Madame Bovary, de Gustave Flaubert

 Flaubert sonhava em escrever um livro sobre nada – no qual só o estilo importa, e não o assunto. Em parte ele consegue: Madame Bovary, livro que deu o pontapé inicial no realismo, é objetivo, imparcial, enfim, limpo. A temática, inclusive, foi retirada de notícias de jornais sobre duas mulheres diferentes, como quem escolhe algo ao acaso para falar sobre. Mas ao mesmo tempo a história de Emma importa, sim, e cada detalhe pode denunciar o absurdo da burguesia ascendente do século XIX. Flaubert, mesmo após muitas edições e páginas cortadas fora, não consegue esconder seu desprezo pela classe burguesa, da qual faz parte. Todos os personagens refletem isso, eles são e ao mesmo tempo não são o próprio Flaubert, as características que o autor mais ridiculariza e também aquelas com as quais ele se identifica estão reunidas em cada um deles (mais obviamente em Emma e Homais – mais sobre isso depois).

Emma Rouault é uma aldeã que leu romances sentimentais demais. Fascinada com ideais inatingíveis – de amores, de roupas, de vida -, ela nunca consegue encontrar sua tão esperada felicidade. Se casa com Charles Bovary, homem sem muita sensibilidade mas que a ama. Emma passa os dias olhando pela janela, passiva, esperando que alguma guinada aconteça na sua vida. Odeia Charles. Odeia sua vida provinciana monótona. Vai buscar no adultério o que não consegue alcançar no casamento – sem sucesso.

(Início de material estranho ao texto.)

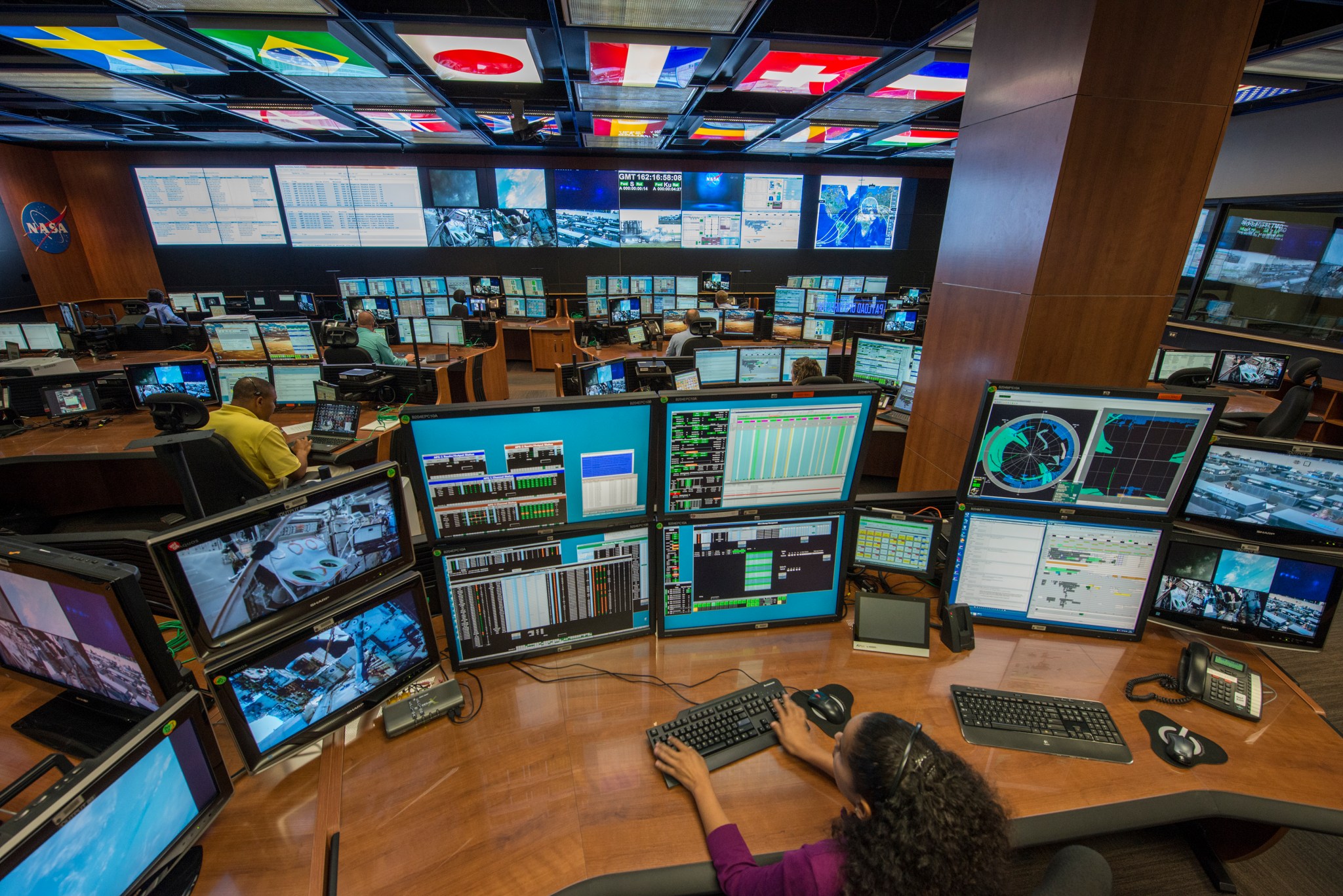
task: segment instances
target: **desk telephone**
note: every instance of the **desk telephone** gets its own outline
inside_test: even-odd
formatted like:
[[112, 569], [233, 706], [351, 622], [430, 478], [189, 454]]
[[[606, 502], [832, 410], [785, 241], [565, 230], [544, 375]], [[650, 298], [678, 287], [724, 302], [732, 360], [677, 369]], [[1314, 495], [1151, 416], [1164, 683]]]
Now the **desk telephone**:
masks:
[[[1167, 690], [1175, 690], [1185, 696], [1163, 697], [1156, 693], [1133, 693], [1133, 688], [1148, 681], [1155, 681]], [[1264, 686], [1258, 673], [1244, 662], [1214, 653], [1207, 645], [1199, 642], [1189, 645], [1180, 653], [1179, 670], [1174, 677], [1158, 673], [1133, 678], [1124, 686], [1124, 696], [1133, 701], [1155, 700], [1170, 705], [1201, 700], [1214, 709], [1250, 721], [1258, 721], [1264, 709]]]

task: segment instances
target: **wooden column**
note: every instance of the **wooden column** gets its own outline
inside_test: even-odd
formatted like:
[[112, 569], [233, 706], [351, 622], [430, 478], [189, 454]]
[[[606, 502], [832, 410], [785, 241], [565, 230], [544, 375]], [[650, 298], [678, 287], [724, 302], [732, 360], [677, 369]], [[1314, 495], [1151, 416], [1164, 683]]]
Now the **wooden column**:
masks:
[[988, 377], [1147, 379], [1262, 0], [983, 0], [901, 490]]

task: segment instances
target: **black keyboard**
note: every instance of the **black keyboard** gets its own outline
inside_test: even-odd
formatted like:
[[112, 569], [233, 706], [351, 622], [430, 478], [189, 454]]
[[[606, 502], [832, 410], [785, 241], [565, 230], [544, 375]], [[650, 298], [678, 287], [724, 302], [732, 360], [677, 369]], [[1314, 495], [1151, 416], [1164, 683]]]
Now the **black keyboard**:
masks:
[[1128, 744], [1103, 703], [966, 685], [951, 685], [951, 700], [956, 704], [960, 736], [966, 743], [1133, 762], [1133, 754], [1128, 752]]
[[[779, 736], [770, 728], [770, 723], [778, 719], [770, 701], [784, 699], [783, 685], [778, 678], [733, 690], [717, 700], [682, 709], [674, 721], [649, 728], [649, 747], [678, 737], [704, 756], [709, 771], [723, 768], [779, 743]], [[677, 786], [676, 778], [670, 775], [662, 775], [662, 779], [667, 782], [667, 787]]]

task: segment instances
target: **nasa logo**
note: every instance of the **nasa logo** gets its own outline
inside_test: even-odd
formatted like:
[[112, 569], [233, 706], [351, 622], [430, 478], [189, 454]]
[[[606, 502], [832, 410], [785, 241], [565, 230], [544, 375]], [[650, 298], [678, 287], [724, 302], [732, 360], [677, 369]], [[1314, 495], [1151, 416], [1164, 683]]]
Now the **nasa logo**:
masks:
[[47, 203], [28, 203], [19, 214], [23, 222], [23, 232], [28, 235], [32, 244], [39, 251], [59, 255], [70, 249], [70, 226], [66, 223], [66, 211], [56, 211]]

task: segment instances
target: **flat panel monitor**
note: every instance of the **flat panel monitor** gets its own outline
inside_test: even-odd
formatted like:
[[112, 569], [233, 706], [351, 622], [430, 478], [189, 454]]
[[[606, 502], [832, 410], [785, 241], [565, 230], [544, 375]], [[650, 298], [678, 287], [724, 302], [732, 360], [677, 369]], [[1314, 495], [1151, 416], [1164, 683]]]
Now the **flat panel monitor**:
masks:
[[[775, 320], [778, 320], [778, 314], [775, 314]], [[783, 347], [783, 368], [780, 371], [780, 375], [782, 375], [780, 382], [783, 382], [783, 383], [791, 383], [792, 382], [792, 363], [795, 360], [798, 360], [799, 357], [810, 357], [810, 359], [813, 359], [817, 364], [821, 365], [821, 372], [825, 373], [826, 372], [826, 363], [830, 360], [830, 349], [829, 348], [819, 348], [819, 347], [814, 348], [811, 345], [784, 345]]]
[[[376, 707], [438, 664], [424, 583], [410, 572], [210, 668], [254, 774]], [[223, 684], [219, 681], [223, 680]]]
[[846, 523], [843, 513], [794, 513], [665, 525], [658, 634], [837, 618]]
[[853, 348], [853, 379], [894, 392], [909, 379], [913, 355], [915, 347], [908, 343], [858, 336]]
[[649, 556], [647, 525], [443, 548], [453, 668], [647, 634]]
[[700, 371], [704, 386], [724, 386], [737, 382], [737, 349], [697, 348], [694, 369]]
[[579, 368], [584, 395], [619, 395], [626, 392], [624, 359], [598, 361]]
[[228, 404], [234, 400], [234, 386], [244, 376], [255, 376], [274, 386], [270, 376], [270, 364], [240, 364], [236, 367], [216, 367], [215, 379], [219, 382], [219, 400]]
[[184, 392], [205, 404], [215, 404], [215, 380], [205, 361], [161, 361], [158, 364], [126, 364], [126, 384], [137, 408], [144, 408], [150, 395]]
[[1219, 638], [1319, 650], [1340, 588], [1343, 557], [1335, 552], [1175, 532], [1152, 619]]
[[737, 383], [766, 386], [782, 382], [783, 347], [751, 347], [737, 351]]
[[265, 361], [266, 344], [262, 343], [257, 321], [215, 321], [201, 324], [210, 340], [210, 351], [222, 364]]
[[853, 500], [876, 396], [870, 386], [838, 384], [663, 395], [663, 506], [694, 513]]
[[205, 701], [177, 695], [5, 822], [0, 892], [141, 893], [180, 881], [232, 793]]
[[650, 394], [407, 410], [441, 539], [647, 517]]
[[776, 286], [774, 290], [774, 310], [800, 314], [806, 309], [807, 290]]
[[780, 341], [802, 339], [802, 314], [779, 314], [775, 312], [774, 339]]
[[1287, 355], [1222, 349], [1213, 367], [1213, 382], [1217, 386], [1273, 391], [1283, 384], [1288, 360]]
[[860, 506], [854, 513], [853, 562], [869, 570], [932, 575], [937, 564], [936, 520]]
[[1163, 553], [1159, 520], [968, 508], [943, 576], [976, 622], [1138, 641]]
[[1226, 398], [990, 382], [958, 494], [1170, 514], [1183, 506]]
[[0, 539], [0, 673], [58, 695], [15, 723], [94, 756], [184, 688], [134, 567]]
[[261, 321], [261, 341], [273, 361], [316, 361], [317, 340], [308, 321]]
[[197, 656], [208, 664], [410, 568], [396, 472], [379, 463], [149, 539]]

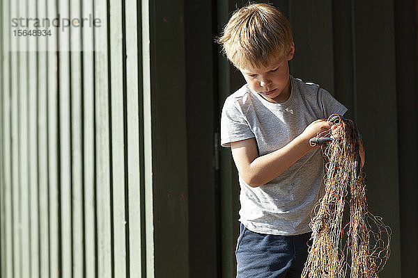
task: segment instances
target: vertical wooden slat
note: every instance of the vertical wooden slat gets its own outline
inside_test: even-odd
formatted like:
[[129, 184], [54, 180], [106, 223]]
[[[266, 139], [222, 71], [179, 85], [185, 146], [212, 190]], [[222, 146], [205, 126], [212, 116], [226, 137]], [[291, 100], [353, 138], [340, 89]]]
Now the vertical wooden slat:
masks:
[[[80, 19], [80, 2], [70, 2], [70, 18]], [[81, 19], [79, 19], [81, 20]], [[71, 170], [72, 195], [72, 276], [82, 277], [84, 275], [83, 252], [83, 154], [82, 119], [82, 57], [81, 22], [72, 21], [78, 26], [70, 28], [70, 87], [71, 87]]]
[[[48, 18], [57, 17], [55, 0], [47, 0]], [[48, 142], [48, 188], [49, 212], [49, 275], [51, 278], [61, 275], [61, 247], [59, 227], [59, 143], [58, 143], [58, 28], [51, 27], [52, 36], [47, 40], [47, 142]]]
[[[28, 0], [28, 17], [37, 17], [36, 1]], [[36, 30], [29, 24], [29, 30]], [[30, 227], [30, 277], [39, 277], [39, 202], [38, 184], [38, 79], [37, 37], [28, 38], [28, 124], [29, 124], [29, 187]]]
[[[140, 139], [139, 126], [142, 121], [139, 106], [142, 105], [141, 91], [139, 92], [138, 70], [138, 7], [137, 1], [126, 0], [125, 2], [125, 33], [124, 38], [126, 44], [126, 94], [127, 94], [127, 184], [128, 184], [128, 208], [129, 208], [129, 275], [131, 277], [142, 277], [145, 268], [142, 268], [143, 258], [141, 246], [142, 234], [141, 188], [143, 181], [141, 179], [141, 158], [139, 146], [142, 142]], [[139, 18], [140, 20], [140, 18]], [[140, 24], [140, 22], [139, 22]]]
[[125, 107], [122, 58], [122, 2], [109, 1], [110, 84], [111, 107], [111, 188], [113, 199], [113, 244], [114, 273], [126, 277], [125, 215]]
[[[418, 1], [394, 1], [399, 177], [401, 272], [418, 277], [417, 169], [418, 169]], [[411, 28], [415, 26], [415, 28]]]
[[[70, 17], [69, 2], [61, 0], [58, 13]], [[72, 177], [71, 177], [71, 87], [70, 73], [70, 31], [61, 24], [58, 31], [58, 76], [59, 103], [59, 171], [61, 205], [61, 275], [72, 275]]]
[[[38, 0], [38, 17], [47, 17], [46, 0]], [[49, 277], [49, 233], [48, 192], [48, 129], [47, 129], [47, 40], [38, 38], [39, 47], [38, 59], [38, 156], [39, 181], [39, 233], [40, 274], [42, 278]]]
[[[82, 17], [93, 15], [93, 0], [82, 1]], [[95, 124], [93, 28], [83, 28], [83, 97], [84, 97], [84, 250], [86, 277], [95, 277], [97, 254], [95, 220]]]
[[332, 1], [289, 1], [289, 8], [295, 49], [292, 74], [333, 93]]
[[[216, 22], [212, 2], [185, 1], [187, 179], [190, 185], [189, 260], [190, 277], [200, 278], [220, 277], [222, 270], [219, 263], [220, 231], [217, 229], [220, 220], [217, 208], [220, 187], [217, 182], [219, 167], [214, 163], [215, 147], [219, 149], [220, 146], [214, 138], [217, 122], [217, 101], [214, 95], [217, 88], [214, 78], [215, 42], [211, 35]], [[188, 78], [190, 76], [199, 78]], [[196, 88], [199, 88], [199, 97]]]
[[354, 54], [353, 45], [353, 18], [349, 1], [332, 2], [332, 30], [334, 35], [334, 73], [335, 97], [348, 111], [344, 115], [353, 119], [354, 106]]
[[142, 80], [144, 95], [144, 172], [145, 194], [145, 236], [146, 277], [155, 277], [154, 202], [153, 193], [153, 138], [151, 124], [151, 80], [150, 45], [150, 6], [148, 0], [141, 1]]
[[[19, 15], [27, 17], [27, 0], [19, 1]], [[24, 29], [28, 30], [27, 28]], [[18, 38], [19, 52], [17, 66], [19, 71], [18, 82], [18, 126], [19, 126], [19, 189], [20, 191], [20, 204], [21, 226], [21, 263], [22, 277], [30, 275], [30, 226], [29, 226], [29, 113], [28, 113], [28, 47], [27, 37]]]
[[[244, 4], [234, 1], [217, 1], [219, 34], [228, 22], [230, 13], [242, 6]], [[220, 114], [225, 99], [241, 87], [245, 81], [240, 73], [230, 65], [226, 57], [224, 56], [219, 57], [217, 73]], [[220, 115], [219, 117], [220, 119]], [[235, 276], [236, 272], [235, 247], [240, 231], [238, 222], [240, 186], [231, 149], [221, 147], [219, 153], [222, 273], [222, 277], [232, 277]]]
[[[13, 2], [11, 5], [12, 10], [10, 16], [12, 17], [17, 17], [17, 1]], [[11, 167], [12, 167], [12, 217], [13, 222], [13, 276], [15, 277], [22, 277], [21, 268], [21, 237], [20, 233], [20, 190], [19, 190], [19, 131], [18, 131], [18, 113], [17, 113], [17, 83], [18, 83], [18, 67], [17, 67], [17, 38], [12, 37], [10, 43], [10, 49], [12, 49], [10, 58], [10, 126], [11, 126]]]
[[[3, 17], [3, 1], [0, 1], [0, 15]], [[7, 25], [6, 25], [7, 26]], [[1, 60], [6, 56], [4, 51], [4, 46], [3, 45], [3, 34], [4, 26], [0, 26], [0, 57]], [[4, 137], [4, 123], [3, 122], [3, 63], [0, 65], [0, 246], [6, 245], [6, 206], [5, 206], [5, 189], [6, 185], [4, 183], [4, 145], [3, 137]], [[4, 248], [0, 250], [0, 275], [1, 277], [6, 277], [6, 252]]]
[[[183, 1], [150, 1], [157, 277], [189, 277], [184, 20]], [[167, 65], [176, 65], [176, 70]]]
[[[399, 182], [394, 2], [353, 1], [357, 127], [366, 149], [371, 212], [392, 230], [391, 256], [380, 277], [401, 277]], [[378, 8], [376, 8], [378, 7]], [[372, 35], [371, 35], [372, 34]], [[401, 42], [402, 43], [402, 42]], [[366, 45], [367, 47], [364, 47]], [[388, 206], [388, 204], [390, 205]]]
[[5, 242], [1, 244], [2, 247], [2, 256], [4, 256], [6, 259], [5, 268], [3, 268], [3, 272], [2, 275], [4, 275], [5, 278], [12, 278], [13, 275], [13, 218], [12, 218], [12, 210], [13, 210], [13, 202], [12, 202], [12, 179], [11, 179], [11, 130], [10, 130], [10, 110], [11, 110], [11, 102], [10, 102], [10, 77], [12, 76], [10, 73], [10, 56], [13, 52], [10, 52], [10, 37], [12, 35], [12, 29], [10, 26], [10, 6], [13, 4], [10, 1], [6, 0], [2, 1], [2, 13], [1, 19], [2, 24], [1, 28], [3, 32], [1, 33], [1, 41], [2, 41], [2, 50], [4, 55], [1, 63], [2, 67], [2, 76], [3, 80], [1, 83], [2, 86], [2, 104], [3, 105], [3, 137], [1, 140], [1, 144], [3, 147], [3, 152], [2, 154], [3, 157], [3, 179], [4, 181], [4, 205], [5, 209]]
[[95, 17], [102, 25], [95, 31], [95, 88], [96, 126], [96, 192], [98, 271], [99, 278], [112, 274], [110, 211], [110, 138], [109, 115], [107, 3], [94, 1]]
[[[69, 18], [69, 2], [61, 0], [58, 13]], [[61, 275], [72, 275], [72, 190], [71, 190], [71, 88], [70, 73], [70, 32], [61, 26], [58, 31], [58, 76], [59, 103], [59, 171], [61, 205]]]

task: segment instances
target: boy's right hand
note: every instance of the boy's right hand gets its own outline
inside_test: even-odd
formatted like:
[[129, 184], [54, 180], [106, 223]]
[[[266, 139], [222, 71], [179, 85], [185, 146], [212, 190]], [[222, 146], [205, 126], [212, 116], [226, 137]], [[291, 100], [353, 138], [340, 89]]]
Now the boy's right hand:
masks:
[[311, 147], [309, 139], [317, 136], [323, 131], [329, 130], [330, 128], [330, 122], [327, 122], [326, 120], [317, 120], [307, 126], [299, 137], [306, 142], [307, 145]]

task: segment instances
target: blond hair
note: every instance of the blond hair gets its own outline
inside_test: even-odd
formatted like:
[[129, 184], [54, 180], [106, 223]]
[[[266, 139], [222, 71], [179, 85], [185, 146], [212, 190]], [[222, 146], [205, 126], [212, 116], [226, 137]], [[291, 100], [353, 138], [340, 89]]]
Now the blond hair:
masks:
[[269, 4], [251, 4], [237, 10], [218, 40], [228, 59], [239, 69], [266, 67], [287, 56], [293, 38], [291, 24]]

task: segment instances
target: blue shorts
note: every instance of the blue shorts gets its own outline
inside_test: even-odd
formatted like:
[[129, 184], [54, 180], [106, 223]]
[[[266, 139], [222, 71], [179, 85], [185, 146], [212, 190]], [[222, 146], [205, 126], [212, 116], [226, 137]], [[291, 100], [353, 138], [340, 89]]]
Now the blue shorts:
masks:
[[241, 224], [235, 250], [237, 278], [300, 278], [311, 234], [258, 234]]

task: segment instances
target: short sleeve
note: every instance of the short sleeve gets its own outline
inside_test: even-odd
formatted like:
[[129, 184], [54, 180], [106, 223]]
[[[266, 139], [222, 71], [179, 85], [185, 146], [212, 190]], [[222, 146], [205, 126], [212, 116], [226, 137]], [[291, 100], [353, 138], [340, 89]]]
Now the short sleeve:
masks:
[[318, 105], [321, 108], [325, 119], [332, 114], [344, 115], [347, 108], [339, 103], [327, 90], [320, 88], [318, 92]]
[[233, 97], [228, 97], [221, 115], [221, 145], [231, 147], [231, 142], [255, 137], [247, 121]]

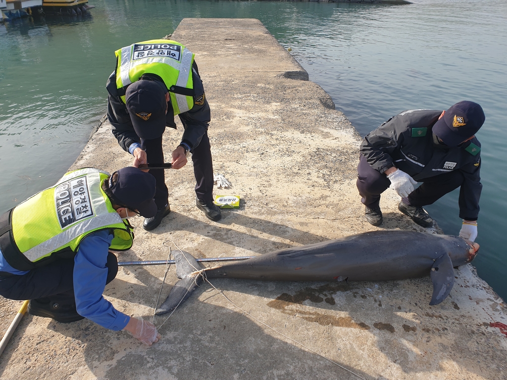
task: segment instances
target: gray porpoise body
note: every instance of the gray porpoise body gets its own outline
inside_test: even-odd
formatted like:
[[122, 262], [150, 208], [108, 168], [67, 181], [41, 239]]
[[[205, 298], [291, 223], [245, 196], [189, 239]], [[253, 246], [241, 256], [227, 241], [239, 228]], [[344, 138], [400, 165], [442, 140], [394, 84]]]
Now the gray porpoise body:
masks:
[[[449, 294], [453, 268], [469, 262], [479, 245], [458, 236], [381, 231], [336, 240], [281, 249], [205, 271], [207, 278], [264, 281], [377, 281], [428, 275], [433, 283], [430, 305]], [[156, 314], [177, 308], [204, 281], [202, 267], [188, 252], [173, 252], [178, 281]]]
[[208, 278], [277, 281], [381, 281], [427, 276], [447, 253], [453, 267], [473, 259], [458, 236], [373, 231], [294, 247], [206, 271]]

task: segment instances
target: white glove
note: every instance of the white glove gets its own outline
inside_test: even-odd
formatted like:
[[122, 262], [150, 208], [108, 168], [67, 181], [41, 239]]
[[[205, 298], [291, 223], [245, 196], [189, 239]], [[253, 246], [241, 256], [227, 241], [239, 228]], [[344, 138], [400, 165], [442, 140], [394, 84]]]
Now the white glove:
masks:
[[414, 178], [399, 169], [388, 175], [387, 178], [391, 181], [389, 187], [394, 189], [402, 198], [408, 197], [409, 194], [414, 191], [414, 185], [417, 183]]
[[132, 336], [140, 340], [141, 343], [151, 346], [152, 344], [158, 341], [160, 334], [157, 332], [157, 328], [151, 322], [145, 321], [142, 318], [130, 317], [129, 323], [133, 325], [131, 328], [126, 330]]
[[459, 237], [466, 239], [471, 242], [475, 240], [477, 237], [477, 223], [470, 224], [469, 223], [463, 222], [461, 230], [459, 231]]
[[232, 184], [230, 182], [223, 174], [215, 174], [213, 176], [213, 180], [217, 187], [227, 188]]

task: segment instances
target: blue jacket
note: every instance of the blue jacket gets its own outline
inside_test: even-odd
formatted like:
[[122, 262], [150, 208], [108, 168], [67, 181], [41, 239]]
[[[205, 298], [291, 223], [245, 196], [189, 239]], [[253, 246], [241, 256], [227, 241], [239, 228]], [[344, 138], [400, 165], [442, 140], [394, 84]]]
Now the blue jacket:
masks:
[[[102, 295], [107, 277], [105, 264], [113, 237], [108, 231], [102, 231], [83, 239], [74, 257], [74, 296], [80, 315], [103, 327], [119, 331], [127, 325], [130, 317], [115, 309]], [[29, 271], [13, 269], [0, 252], [0, 272], [22, 276]], [[34, 284], [35, 287], [44, 286]]]

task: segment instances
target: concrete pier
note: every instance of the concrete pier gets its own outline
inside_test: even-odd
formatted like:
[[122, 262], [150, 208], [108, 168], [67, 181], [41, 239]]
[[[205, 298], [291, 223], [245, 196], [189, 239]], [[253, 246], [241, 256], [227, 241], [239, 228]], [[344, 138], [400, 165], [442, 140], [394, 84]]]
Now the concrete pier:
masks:
[[[172, 38], [196, 55], [211, 108], [214, 171], [233, 184], [214, 194], [239, 195], [241, 206], [211, 222], [195, 207], [191, 162], [168, 171], [171, 213], [150, 233], [134, 218], [134, 246], [119, 261], [165, 259], [169, 247], [196, 257], [258, 255], [378, 229], [365, 219], [355, 187], [359, 135], [259, 21], [185, 19]], [[179, 126], [164, 135], [166, 162]], [[110, 128], [100, 126], [71, 169], [131, 164]], [[399, 202], [390, 191], [383, 195], [381, 228], [429, 231], [398, 212]], [[165, 270], [120, 267], [104, 296], [151, 320]], [[26, 315], [0, 377], [507, 378], [505, 304], [472, 265], [455, 273], [450, 295], [436, 306], [428, 305], [429, 276], [348, 284], [214, 280], [228, 299], [202, 285], [167, 321], [155, 318], [162, 337], [149, 348], [87, 320]], [[159, 302], [176, 281], [170, 268]], [[21, 303], [0, 298], [2, 333]]]

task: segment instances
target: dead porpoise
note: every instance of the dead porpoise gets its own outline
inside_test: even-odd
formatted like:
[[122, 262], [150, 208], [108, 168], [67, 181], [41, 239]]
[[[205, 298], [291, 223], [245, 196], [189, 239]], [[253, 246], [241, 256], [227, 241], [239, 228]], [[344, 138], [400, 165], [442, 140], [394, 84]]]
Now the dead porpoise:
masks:
[[[458, 236], [424, 232], [366, 232], [343, 239], [275, 251], [205, 270], [207, 278], [264, 281], [378, 281], [430, 275], [430, 305], [440, 303], [454, 284], [453, 268], [470, 262], [479, 244]], [[157, 315], [171, 311], [203, 282], [203, 267], [188, 252], [174, 251], [178, 281]]]

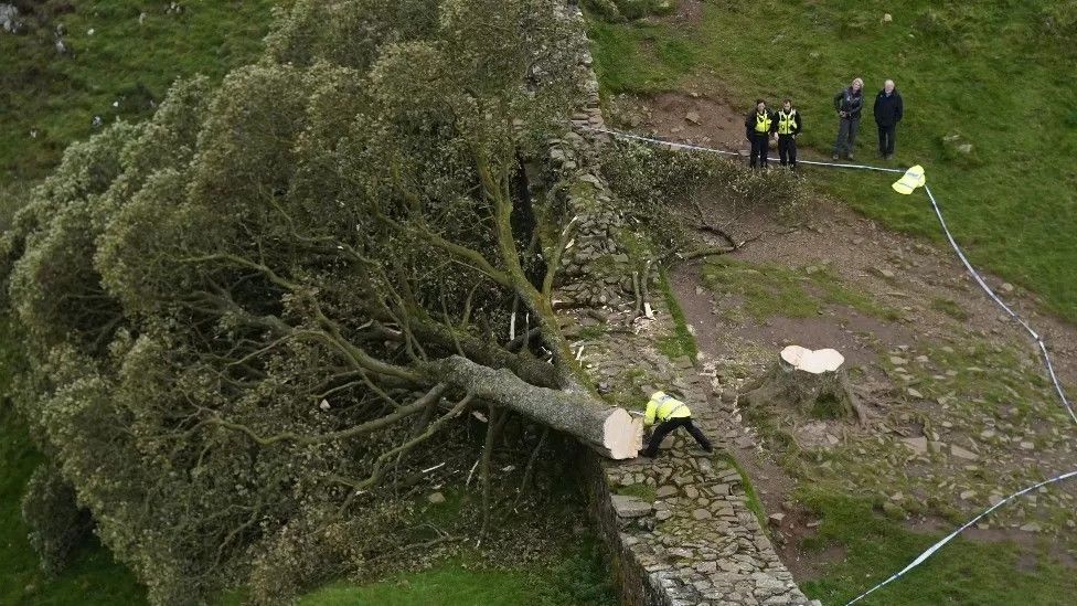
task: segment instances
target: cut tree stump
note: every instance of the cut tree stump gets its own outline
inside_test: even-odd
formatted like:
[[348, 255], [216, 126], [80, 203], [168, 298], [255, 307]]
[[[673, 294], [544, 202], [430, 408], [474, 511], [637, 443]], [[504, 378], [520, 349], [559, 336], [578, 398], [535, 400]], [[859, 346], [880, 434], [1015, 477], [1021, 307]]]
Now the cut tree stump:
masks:
[[775, 403], [796, 407], [804, 416], [851, 417], [864, 424], [866, 412], [842, 368], [845, 358], [833, 349], [810, 350], [789, 345], [777, 363], [750, 385], [740, 400], [758, 406]]
[[476, 396], [574, 436], [612, 459], [630, 459], [643, 447], [643, 419], [586, 392], [538, 387], [508, 370], [452, 355], [438, 363], [441, 380]]

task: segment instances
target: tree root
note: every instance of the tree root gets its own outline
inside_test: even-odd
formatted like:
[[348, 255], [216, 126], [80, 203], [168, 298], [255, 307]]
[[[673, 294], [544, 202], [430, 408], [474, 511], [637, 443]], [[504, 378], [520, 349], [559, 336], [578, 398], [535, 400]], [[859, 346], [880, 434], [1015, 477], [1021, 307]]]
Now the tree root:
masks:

Madame Bovary é um livro muito bem pensado. Impressiona a precisão de cada vírgula, nada está na narrativa sem motivo de ser. Por isso, não me satisfaço em resenhar. Queria comentar detalhes (maravilhosos, essenciais) e também a estrutura do livro em geral, com mais liberdade pra comentar o enredo. Sim, isso inclui o final do livro. Ou seja, quem já leu vem comigo e clica aí no “continue lendo”.


CHARLES BOVARY

O livro inicia sob a perspectiva de um escolar que observa a chegada de um novato inusitado em seu colégio. O novato é um menino do campo, e certamente só pode ser um estúpido. Usa um chapéu que é tão ridículo que “sua feiura muda tem a mesma profundidade de expressão que o rosto de um imbecil”. Somos então conduzidos rapidamente por seus estudos médicos, suas histórias familiares, seu primeiro casamento.  E pulando alguns anos e muitas páginas, já no final do livro, sua morte. O início e o fim do livro são sobre Charles, o livro que é sobre Emma, e que inclusive se chama Madame Bovary! Acho isso interessantíssimo. A vida de Emma é emoldurada pela vida de Charles. É como se ela, por ser mulher e esposa, estivesse ligada, presa, submissa ao marido – mesmo que não existam muitos laços afetivos.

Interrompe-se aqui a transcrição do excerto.